“那坐吧。”她這下有數不清的話想聽他說,也就不急著走——事實上,現在也夠晚了,已經將近十一點了。
她重新開了一罐酒,等著他坐下,看著他枯站著,她問他:“怎么了?”
“你……不覺得奇怪嗎?”他坐到了她身側。
“有什么好奇怪。”就是……有點惋惜而已,“你不想告訴別人?”
他搖頭:“不想。”
“你沒必要這樣委屈自己。”他落寞的神色讓她有點心疼,“找個男朋友也是可以的。”
“我……喜歡過別人。”
她記起來了,他一開始就跟她說過。蘇曉說他向那個人表白,嚇壞了他,只是她一直慣性思維地以為那是“她”。她想問這件事,在她開口之前,他先說了。

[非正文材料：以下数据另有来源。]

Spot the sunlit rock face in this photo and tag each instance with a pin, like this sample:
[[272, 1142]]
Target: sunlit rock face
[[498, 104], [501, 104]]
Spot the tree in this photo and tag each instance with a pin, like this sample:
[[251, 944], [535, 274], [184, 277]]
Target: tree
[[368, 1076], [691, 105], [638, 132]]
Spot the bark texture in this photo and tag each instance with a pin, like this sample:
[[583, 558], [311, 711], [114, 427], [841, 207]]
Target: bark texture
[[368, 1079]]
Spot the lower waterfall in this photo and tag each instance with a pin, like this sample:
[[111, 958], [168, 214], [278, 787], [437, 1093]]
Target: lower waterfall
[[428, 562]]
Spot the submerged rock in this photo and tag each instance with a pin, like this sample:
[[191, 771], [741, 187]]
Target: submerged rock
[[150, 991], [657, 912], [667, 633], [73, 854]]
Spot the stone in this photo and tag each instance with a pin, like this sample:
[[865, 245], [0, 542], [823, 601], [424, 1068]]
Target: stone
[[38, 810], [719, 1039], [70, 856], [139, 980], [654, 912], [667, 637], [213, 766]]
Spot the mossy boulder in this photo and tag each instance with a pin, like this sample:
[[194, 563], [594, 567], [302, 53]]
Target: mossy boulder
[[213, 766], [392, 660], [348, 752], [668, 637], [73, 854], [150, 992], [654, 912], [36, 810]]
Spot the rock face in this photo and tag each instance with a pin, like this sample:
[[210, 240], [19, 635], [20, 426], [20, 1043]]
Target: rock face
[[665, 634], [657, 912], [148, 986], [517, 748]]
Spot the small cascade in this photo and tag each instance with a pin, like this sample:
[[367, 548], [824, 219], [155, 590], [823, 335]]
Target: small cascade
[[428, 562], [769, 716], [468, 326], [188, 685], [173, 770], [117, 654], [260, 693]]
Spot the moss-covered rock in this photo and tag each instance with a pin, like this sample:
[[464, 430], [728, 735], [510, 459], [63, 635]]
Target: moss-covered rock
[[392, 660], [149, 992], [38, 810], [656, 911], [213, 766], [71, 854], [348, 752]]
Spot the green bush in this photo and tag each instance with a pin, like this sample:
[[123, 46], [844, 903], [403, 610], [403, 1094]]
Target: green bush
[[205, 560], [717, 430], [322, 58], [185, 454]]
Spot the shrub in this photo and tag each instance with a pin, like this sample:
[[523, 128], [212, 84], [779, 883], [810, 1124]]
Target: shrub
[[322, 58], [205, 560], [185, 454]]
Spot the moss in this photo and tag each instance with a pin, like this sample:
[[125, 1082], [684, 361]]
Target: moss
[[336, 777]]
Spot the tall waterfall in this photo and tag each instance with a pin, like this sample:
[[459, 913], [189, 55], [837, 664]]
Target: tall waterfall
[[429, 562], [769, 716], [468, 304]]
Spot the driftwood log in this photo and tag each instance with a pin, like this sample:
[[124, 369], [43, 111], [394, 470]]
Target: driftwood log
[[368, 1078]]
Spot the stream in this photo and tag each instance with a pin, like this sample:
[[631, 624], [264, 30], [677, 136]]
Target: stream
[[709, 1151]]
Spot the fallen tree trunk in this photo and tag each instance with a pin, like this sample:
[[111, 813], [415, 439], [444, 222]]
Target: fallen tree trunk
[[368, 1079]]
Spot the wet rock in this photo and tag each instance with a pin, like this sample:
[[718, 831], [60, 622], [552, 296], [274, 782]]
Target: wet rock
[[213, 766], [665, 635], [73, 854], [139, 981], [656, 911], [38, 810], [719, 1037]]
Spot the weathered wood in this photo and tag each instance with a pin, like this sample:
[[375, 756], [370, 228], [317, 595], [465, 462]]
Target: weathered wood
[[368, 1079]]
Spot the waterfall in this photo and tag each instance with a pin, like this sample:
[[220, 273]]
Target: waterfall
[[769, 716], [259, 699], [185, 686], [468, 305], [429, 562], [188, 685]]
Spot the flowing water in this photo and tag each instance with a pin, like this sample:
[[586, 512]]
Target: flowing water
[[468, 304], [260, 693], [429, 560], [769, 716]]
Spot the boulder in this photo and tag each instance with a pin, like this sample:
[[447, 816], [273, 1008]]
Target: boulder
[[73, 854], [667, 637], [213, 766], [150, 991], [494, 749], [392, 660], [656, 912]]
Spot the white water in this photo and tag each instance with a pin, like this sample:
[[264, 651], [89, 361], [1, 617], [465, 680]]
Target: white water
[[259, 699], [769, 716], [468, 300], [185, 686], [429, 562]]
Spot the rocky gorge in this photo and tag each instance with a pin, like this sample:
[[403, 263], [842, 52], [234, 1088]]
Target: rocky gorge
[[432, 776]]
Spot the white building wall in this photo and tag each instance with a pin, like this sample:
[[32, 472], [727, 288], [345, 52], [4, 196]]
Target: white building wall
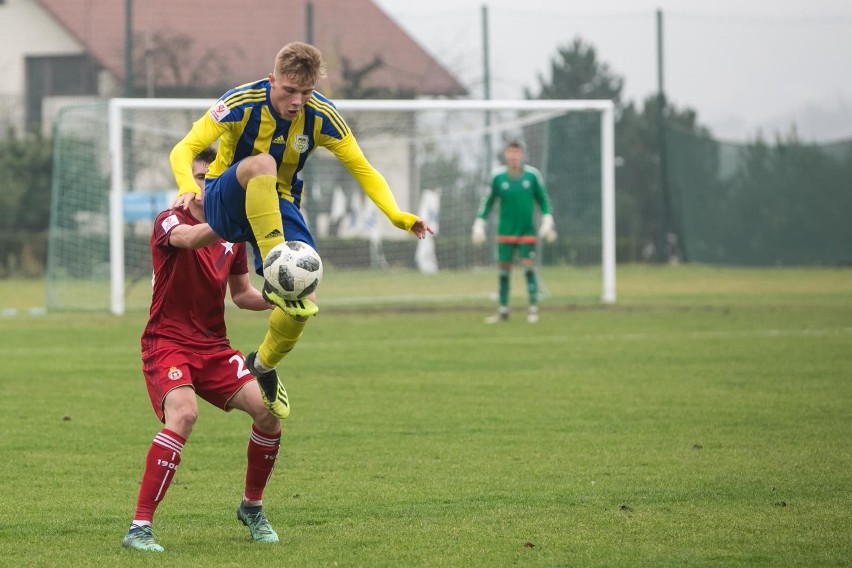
[[26, 29]]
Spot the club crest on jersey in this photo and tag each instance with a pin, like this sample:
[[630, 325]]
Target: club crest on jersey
[[300, 144], [219, 111]]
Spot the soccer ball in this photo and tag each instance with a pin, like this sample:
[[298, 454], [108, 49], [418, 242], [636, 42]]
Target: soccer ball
[[293, 269]]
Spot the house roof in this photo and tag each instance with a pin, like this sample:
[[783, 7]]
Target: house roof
[[210, 44]]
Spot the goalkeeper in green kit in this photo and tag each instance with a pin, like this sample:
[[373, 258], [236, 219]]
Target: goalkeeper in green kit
[[517, 187]]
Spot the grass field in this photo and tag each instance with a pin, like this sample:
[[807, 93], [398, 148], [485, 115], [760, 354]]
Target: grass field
[[704, 420]]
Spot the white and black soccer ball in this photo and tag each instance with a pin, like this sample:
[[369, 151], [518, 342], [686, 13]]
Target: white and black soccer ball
[[293, 269]]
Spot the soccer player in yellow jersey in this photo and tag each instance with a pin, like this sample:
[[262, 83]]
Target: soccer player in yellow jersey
[[266, 131]]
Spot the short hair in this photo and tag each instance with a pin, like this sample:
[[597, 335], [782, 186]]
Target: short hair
[[301, 62], [207, 155]]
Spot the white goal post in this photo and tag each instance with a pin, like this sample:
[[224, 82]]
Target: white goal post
[[119, 127]]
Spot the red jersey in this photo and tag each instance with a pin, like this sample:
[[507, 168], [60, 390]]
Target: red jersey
[[188, 301]]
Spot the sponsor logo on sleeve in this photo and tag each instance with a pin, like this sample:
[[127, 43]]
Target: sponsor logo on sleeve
[[219, 111], [170, 223]]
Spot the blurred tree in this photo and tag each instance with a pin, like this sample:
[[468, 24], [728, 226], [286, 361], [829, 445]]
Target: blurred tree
[[577, 73], [24, 198]]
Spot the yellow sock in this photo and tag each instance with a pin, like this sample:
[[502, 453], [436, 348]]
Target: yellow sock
[[263, 213], [283, 334]]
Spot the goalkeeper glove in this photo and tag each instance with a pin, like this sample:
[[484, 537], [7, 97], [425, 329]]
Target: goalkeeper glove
[[478, 233], [547, 229]]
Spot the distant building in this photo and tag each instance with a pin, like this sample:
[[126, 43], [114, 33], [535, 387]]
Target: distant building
[[56, 52]]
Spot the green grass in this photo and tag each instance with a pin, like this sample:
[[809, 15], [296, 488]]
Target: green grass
[[702, 421]]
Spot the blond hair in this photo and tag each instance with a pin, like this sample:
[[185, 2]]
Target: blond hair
[[300, 62]]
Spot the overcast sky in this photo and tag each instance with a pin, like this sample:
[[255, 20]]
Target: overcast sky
[[744, 65]]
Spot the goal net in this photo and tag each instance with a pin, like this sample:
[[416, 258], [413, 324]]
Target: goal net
[[112, 177]]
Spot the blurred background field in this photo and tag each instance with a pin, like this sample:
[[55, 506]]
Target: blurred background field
[[702, 420], [563, 286]]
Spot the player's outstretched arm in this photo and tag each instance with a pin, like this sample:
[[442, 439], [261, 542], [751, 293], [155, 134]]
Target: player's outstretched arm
[[421, 228], [192, 236]]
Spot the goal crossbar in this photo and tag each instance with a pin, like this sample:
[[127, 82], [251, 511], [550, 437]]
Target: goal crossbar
[[605, 108]]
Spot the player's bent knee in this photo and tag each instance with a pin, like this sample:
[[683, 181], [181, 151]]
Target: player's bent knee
[[267, 422]]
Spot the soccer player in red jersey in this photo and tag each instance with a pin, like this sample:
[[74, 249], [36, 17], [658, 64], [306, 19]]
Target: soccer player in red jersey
[[186, 353]]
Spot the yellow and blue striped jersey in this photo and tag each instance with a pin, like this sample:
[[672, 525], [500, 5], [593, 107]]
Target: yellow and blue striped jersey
[[245, 124]]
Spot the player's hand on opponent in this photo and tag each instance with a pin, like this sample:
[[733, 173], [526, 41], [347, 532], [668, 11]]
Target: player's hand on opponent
[[477, 235], [421, 228], [183, 200]]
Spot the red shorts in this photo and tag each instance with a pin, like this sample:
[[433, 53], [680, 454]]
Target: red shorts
[[216, 376]]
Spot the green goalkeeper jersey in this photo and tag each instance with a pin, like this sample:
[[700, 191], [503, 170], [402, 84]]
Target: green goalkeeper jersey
[[517, 197]]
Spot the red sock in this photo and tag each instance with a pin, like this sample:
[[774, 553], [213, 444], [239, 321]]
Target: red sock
[[262, 451], [160, 467]]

“我沒有直接告訴他,我給他寫了一封信。接著沒有然后了。”他把夏至手里開了沒喝的那罐酒拿了過去,“我們本來是很好的朋友。”
他也許久沒再想起兩人在球場上的默契合作,想起兩人在晚自習的課室里刷題,他第一次向蘇予潔說謊,是他帶他到網吧里通宵打游戲。
“之后,不論男女,我都沒再交過那種很交心的朋友。”他又看向她,“除了你。”
夏至向他舉起酒罐:“雖然我覺得我沒什么能耐,但是我應該可以做到不辜負你的信任。”
“你當然可以。”他把酒罐碰了上去,喝了口說,“夠了,明天還要上班。”
“啊對……”她差點把上班這事忘了,明天是星期五,“那好吧,睡覺了,我困了。”
她伸了個懶腰站起來走向閣樓,他看著她的背影說:“你……要睡我床上嗎?”
她頭也不回,邊上樓梯邊說:“有問題嗎?你不是說你不喜歡女人?我又不擔心。我懶得跑回去了。”
大半夜的,又喝了一身酒氣,十分鐘的路她都懶得走。再說,他們又不是沒一屋里睡過,現在就更沒疑慮了。
“但……我們生理構造還是不一樣的啊……”
她站在樓梯最上一級轉身說:“不是,我睡你床不代表和你同床睡啊,你去睡沙發。”
“……夏至,這是我家啊……”他的神情有點可憐,那沙發窩一下子舒服,但躺一晚上估計會夠嗆的。
“那難道你要我一女的去睡沙發?”
“……其實你也可以當我是女的……”
“你不是說了咱生理構造不一樣嗎?你這副皮囊躺我旁邊,我怕我一不小心把你掰直了。”她沒心沒肺起來,天王老子也沒她辦法。
“……好吧,我睡沙發……可是,你還沒洗澡……”
“就你瞎講究,我又沒帶衣服換,洗了跟沒洗有分別嗎?”她是拿他那輕微潔癖沒辦法了,客隨主便,只好說,“要不你借我衣服?”
“嗯……衣柜里,你隨便拿就好。”
她找了件能蓋住大腿的T恤,下樓走進了洗手間。洗完澡出來,蘇曉已經歪在沙發上睡著了。
夏至把毯子蓋在了他身上,他熟睡的樣子,靜謐而單純。